For two decades, November 11 was unofficially celebrated as Armistice Day. Finally, in May 1938, the U.S. Congress proclaimed it to be an official federal holiday, "a day to be dedicated to the cause of world peace and to be thereafter celebrated and known as 'Armistice Day'", honoring veterans of the First World War. In 1954, President Dwight Eisenhower expanded the holiday to honor all who have served in uniform, both in war and peace, and in 1971, Armistice Day became Veterans Day, thus better reflecting the spirit of the celebration.
“Today, we pay homage to the unrelenting bravery and dedication that distinguish all those who have earned the title of “American veteran,” said President Joe Biden.

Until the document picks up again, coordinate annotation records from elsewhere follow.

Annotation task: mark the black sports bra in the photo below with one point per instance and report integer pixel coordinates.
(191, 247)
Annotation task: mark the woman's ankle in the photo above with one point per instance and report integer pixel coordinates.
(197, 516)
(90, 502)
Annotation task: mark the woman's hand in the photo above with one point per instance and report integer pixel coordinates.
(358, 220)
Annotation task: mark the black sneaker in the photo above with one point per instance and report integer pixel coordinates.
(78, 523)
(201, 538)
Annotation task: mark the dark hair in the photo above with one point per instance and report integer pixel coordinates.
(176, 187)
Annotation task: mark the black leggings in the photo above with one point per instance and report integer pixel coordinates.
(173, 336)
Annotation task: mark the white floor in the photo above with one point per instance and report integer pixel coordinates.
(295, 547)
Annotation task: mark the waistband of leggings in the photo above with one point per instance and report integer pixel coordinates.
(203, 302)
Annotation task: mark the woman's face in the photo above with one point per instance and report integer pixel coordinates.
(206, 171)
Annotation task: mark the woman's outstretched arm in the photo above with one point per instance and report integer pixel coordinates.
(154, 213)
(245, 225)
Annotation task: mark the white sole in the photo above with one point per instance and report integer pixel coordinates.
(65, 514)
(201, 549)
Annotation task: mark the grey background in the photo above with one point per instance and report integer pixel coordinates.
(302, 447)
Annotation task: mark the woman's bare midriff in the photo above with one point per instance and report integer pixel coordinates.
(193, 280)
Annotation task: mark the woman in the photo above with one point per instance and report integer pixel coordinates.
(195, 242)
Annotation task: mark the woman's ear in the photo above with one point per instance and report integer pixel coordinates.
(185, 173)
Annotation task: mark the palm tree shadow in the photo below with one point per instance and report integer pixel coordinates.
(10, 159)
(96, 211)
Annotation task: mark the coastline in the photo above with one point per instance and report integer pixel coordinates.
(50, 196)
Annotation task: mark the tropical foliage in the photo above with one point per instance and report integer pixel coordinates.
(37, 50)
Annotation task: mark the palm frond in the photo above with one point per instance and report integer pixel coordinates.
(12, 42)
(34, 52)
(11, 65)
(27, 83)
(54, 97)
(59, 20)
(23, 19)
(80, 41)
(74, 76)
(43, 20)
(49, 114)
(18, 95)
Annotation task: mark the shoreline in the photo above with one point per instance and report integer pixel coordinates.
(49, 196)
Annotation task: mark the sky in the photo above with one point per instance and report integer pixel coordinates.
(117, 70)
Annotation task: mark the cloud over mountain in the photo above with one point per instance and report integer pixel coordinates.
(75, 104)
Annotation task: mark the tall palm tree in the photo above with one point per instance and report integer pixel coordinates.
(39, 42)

“It’s an honor that only a small percentage of Americans can claim, and one that marks those who are able to claim it as brothers and sisters. It’s a badge of courage that unites across all ages, regardless of background — because to be a veteran is to have endured and survived challenges most Americans will never know. You’ve come through the trials and testing, braved dangers and deprivations, faced down the tragic realities of war and death,” said President Biden.
“To all our veterans, past and present, we thank you, we honor you, and we remember always what you’ve done for us.”